ISSUE:

Caregiver engagement in valuing new treatments in rare diseases is limited, and few HTA agencies incorporate caregiver burden when evaluating new treatments.

Is the role of the caregiver considered a vital resource when measuring the value of new treatments for rare diseases? What specific ways can caregivers inform rare disease drug development and approval?

OVERVIEW:

Olivier Chassany will introduce the path to acknowledgment of the value of clinical outcome assessments (COAs) as study endpoints. Studies highlight the caregiver burden, but this burden in all physical, mental, emotional, social, and productivity domains is like an “invisible labor that is not captured”. It is time to value the caregiver’s perspective of health products in HTA.

Selena Daniels will discuss leveraging the use of caregiver input in rare diseases to inform the COA measurement strategy in medical product development and regulatory decision-making.

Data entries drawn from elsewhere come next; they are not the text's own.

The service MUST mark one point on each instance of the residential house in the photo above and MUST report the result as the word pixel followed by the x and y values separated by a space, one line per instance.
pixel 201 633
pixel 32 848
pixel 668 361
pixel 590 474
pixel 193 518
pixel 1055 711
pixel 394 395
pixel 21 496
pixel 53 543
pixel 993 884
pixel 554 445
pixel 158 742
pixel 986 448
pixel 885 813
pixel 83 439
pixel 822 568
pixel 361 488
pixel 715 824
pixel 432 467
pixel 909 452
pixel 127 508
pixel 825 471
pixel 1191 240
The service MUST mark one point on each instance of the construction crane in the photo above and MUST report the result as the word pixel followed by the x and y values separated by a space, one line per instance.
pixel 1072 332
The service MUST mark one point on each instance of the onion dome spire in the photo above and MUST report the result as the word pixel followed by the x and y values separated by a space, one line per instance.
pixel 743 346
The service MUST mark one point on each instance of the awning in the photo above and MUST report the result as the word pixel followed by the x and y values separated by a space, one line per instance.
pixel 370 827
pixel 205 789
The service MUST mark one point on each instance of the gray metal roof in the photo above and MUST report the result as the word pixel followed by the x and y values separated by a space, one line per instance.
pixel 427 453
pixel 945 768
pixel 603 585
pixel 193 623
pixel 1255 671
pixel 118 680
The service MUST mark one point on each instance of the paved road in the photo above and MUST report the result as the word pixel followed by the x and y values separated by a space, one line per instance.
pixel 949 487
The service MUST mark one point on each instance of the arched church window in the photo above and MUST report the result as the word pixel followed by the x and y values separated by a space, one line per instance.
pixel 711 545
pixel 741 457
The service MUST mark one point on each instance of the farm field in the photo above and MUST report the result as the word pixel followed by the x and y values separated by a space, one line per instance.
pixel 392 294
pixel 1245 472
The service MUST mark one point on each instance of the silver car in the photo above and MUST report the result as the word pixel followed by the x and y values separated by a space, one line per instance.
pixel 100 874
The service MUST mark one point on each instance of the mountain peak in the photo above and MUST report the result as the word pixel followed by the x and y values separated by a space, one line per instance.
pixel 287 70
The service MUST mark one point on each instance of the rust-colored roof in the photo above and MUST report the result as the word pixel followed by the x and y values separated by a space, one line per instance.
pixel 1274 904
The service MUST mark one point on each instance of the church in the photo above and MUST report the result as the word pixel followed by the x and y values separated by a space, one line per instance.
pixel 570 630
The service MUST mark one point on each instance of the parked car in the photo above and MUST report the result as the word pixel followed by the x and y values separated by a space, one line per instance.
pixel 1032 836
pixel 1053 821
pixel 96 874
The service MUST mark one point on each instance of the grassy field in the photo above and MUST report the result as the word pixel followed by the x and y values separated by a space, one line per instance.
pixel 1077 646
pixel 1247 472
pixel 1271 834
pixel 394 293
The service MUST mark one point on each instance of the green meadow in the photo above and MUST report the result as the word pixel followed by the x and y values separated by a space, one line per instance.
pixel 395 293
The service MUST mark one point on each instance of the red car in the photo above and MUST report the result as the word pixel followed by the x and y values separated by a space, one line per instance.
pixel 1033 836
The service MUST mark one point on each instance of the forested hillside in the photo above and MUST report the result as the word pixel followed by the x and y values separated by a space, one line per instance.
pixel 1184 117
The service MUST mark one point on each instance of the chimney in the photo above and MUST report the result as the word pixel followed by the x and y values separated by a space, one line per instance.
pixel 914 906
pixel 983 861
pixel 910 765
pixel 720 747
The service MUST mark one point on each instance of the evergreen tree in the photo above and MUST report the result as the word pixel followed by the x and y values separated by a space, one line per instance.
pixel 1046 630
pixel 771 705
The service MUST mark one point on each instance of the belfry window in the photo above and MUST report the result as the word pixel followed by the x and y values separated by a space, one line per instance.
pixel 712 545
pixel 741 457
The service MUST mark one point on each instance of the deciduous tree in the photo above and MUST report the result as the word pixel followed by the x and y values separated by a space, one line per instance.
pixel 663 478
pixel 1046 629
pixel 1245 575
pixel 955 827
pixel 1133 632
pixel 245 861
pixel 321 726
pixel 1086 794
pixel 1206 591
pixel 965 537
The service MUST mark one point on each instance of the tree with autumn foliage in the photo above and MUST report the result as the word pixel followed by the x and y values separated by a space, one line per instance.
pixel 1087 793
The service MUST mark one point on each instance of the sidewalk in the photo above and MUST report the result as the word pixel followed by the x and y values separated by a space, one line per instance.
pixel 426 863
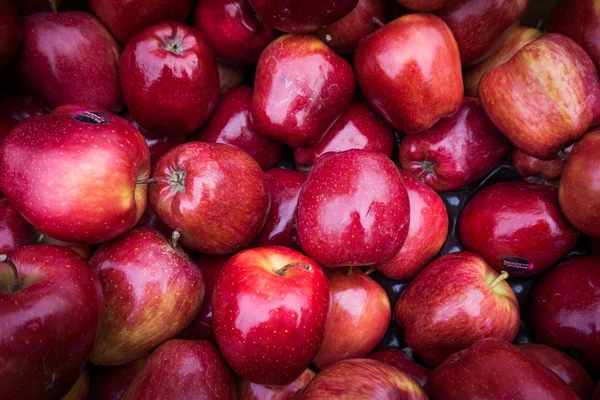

Terry Jo Bichell will talk about the potential to approve a drug based on the improvement in quality of life (QoL) of the family and whether there is proof that the QoL of the patient has improved. When it is difficult to measure improvements in patients, measuring the indirect improvements on the family could be an alternative way to evaluate biomarkers in the patient.

Laurie Lambert will discuss CADTH’s Learning by Doing Period on optimizing the integration of RWE into decision-making in rare diseases. Exploring how the perspectives of a variety of stakeholders, including caregivers, can be used to assess the value of both drugs and health technologies. CADTH is establishing guidance for the reporting of RWE that will be submitted for the purposes of regulatory and HTA submissions and the generation of RWE. She will discuss the lessons learned from a recently published multistakeholder report concerning the treatment of pediatric cancer.

The audience will interact throughout the session.